Flooding Impact Contaminated Produce Should be Discarded

Clint Thompson Alabama, Florida, Georgia, Top Posts, Weather

Flood waters impact a pecan orchard.

By Clint Thompson

Hurricane Ida’s recent devastation in parts of Louisiana and the Southeast should remind vegetable and specialty crop producers about the danger of flood waters.

Especially as growers produce their fall crops, the produce is in danger of becoming contaminated during a major storm or even hurricane, like Ida, says Kristin Woods, Alabama Regional Extension agent, who specializes in food safety

“Flood water is different than in field or pooling of water, because we don’t know where the contamination might be coming from. It could be coming from a nearby municipality. It could be coming from industry or chemical manufacturing areas,” Woods said.
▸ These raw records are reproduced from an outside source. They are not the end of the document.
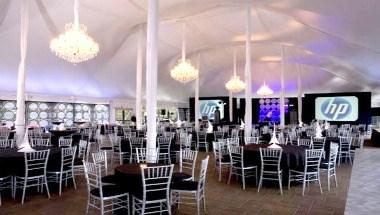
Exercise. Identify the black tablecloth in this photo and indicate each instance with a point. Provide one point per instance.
(292, 156)
(13, 162)
(56, 134)
(128, 177)
(375, 138)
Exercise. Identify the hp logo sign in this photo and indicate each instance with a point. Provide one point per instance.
(343, 108)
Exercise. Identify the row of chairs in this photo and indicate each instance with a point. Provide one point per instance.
(108, 197)
(37, 174)
(231, 157)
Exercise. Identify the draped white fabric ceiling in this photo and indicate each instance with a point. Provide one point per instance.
(335, 43)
“That’s the real danger in flood water. We don’t know where that water’s coming from and what it might be contaminated with. It’s especially important not to put that produce that’s been touched with true flood water like that into our food supply.”

Produce that’s been touched by flood water, whether it’s been submerged or been splashed, then it should be disposed of. It should not go into the food supply, says Woods.

“Usually when we’re teaching produce safety courses, we’re really worried about microbial contamination, things that could be on the farm or on somebody’s hand, contamination from animals or a nearby poultry farm or a cattle farm. But in the case of flood water, it really opens it up to anything that could be happening from miles away,” Woods said.